It was little different from an employer cutting someone’s pay, then telling him he wouldn’t get a paycheck for five years, because he should have been paid less all along. Employees would notice if their pay was frozen, but they didn’t notice that their pensions weren’t growing because the opening account balance had been lowballed. Amara’s opening balance was $91,124, instead of the $184,000 she had earned. Under the new formula, she wouldn’t begin to build a new benefit until 2008. Essentially, wear-away is like a retroactive pension cut.
Under pension law, it’s illegal to retroactively cut someone’s pension (though employers can slow the pension growth or end it altogether by freezing the pension plan). Cash-balance plans provide a way around this prohibition against retroactive pension cuts because if employees leave before their accounts have caught up to their old pensions, they always receive at least the value of the benefit they had when the pension was changed. In this case, Amara would receive the lump sum of $184,000 if she left; but if she didn’t, she could work another ten years with no increase in her pension.
Gerald Smit, a longtime AT&T employee, was forty-seven when AT&T changed its pension plan in 1998. At the time, his pension would have been worth $1,985 a month when he reached age fifty-five. Though he continued to work at AT&T for eight more years, when he left, his pension was still worth just $1,985 a month. For other employees, the waiting period could be longer. Minutes of a 1997 meeting of AT&T’s pension consultants noted that “employees in their 40s could lose, [and] have to wait 10 years for benefits. By contrast, the benefit would build “immediately for younger employees.” (The benefits for younger employees and new hires would grow immediately, because they had accumulated little or nothing under the old pension.)
From the beginning, the cash-balance plan’s ability to disguise the pension cuts was one of its selling points with employers. In 1986, Eric Lofgren, an actuary and principal with Mercer-Meidinger (later called Mercer), discussed the newfangled cash-balance plans on a panel discussing new kinds of pension plans at an actuaries conference. The cash-balance plan, he explained, was a pension plan “masquerading as a defined contribution” savings plan, like a 401(k). It was, he commented, “a very worthy concept.”

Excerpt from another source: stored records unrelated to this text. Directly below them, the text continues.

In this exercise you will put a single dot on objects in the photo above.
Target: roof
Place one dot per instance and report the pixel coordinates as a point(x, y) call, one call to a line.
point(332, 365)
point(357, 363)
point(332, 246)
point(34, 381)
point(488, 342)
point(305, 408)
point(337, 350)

Lofgren went on to provide two definitions of the cash-balance plan. “Both definitions are true, but they slant in different directions,” he said. “The first definition is the upbeat definition: ‘Dear employee: A cash-balance plan is an exciting, modern, flexible new plan designed with the advantages of both defined benefit and defined contribution. Easy to understand, each employee quickly vests in a portable lump sum account which is guaranteed to increase at the CPI [consumer price index] for inflation protection. There are many benefit options at retirement.’ ”
He continued: “The second definition goes like this: ‘Dear employee: We’ve got for you a cash-balance pension plan. It’s our way to disguise the cutbacks in your benefits. First we’re going to change it to career average [meaning that the benefit would be based on an average of one’s salary, not the highest amount, as in a traditional pension]. We’ll express the benefits as a lump sum so we can highlight the use of the CPI, a submarket interest rate. What money is left in the plan will be directed towards employees who leave after just a few years. Just to make sure, we’ll reduce early-retirement subsidies.’ ” These subsidies allow a person to retire at age fifty-five or sixty with roughly the same pension as if they’d stayed to age sixty-five. Taking away the subsidy could reduce a pension by 20 percent or more.
The desired effect of the pension change, from the employer’s point of view, was not just that it froze the pensions of older employees, but redirected some of the savings to younger workers. Publicly, employers emphasized that the new pension was better for “young, mobile workers” (a phrase that appeared in virtually every piece of marketing material issued by a company to help explain why it had changed the plan). In fact, two-thirds of young workers leave their jobs without vesting in their pensions, meaning that they got nothing. The forfeited amounts remained in the plan.
Initially, other consulting firms were skeptical of this radical design. But as Kwasha Lipton converted pension plans at Hershey, Dana, Cabot, and other companies, competing consulting firms saw a lucrative opportunity. Soon Mercer, Towers Perrin, and Watson Wyatt developed their own hybrid plans, and they too emphasized the ability of the plans to mask pension cuts.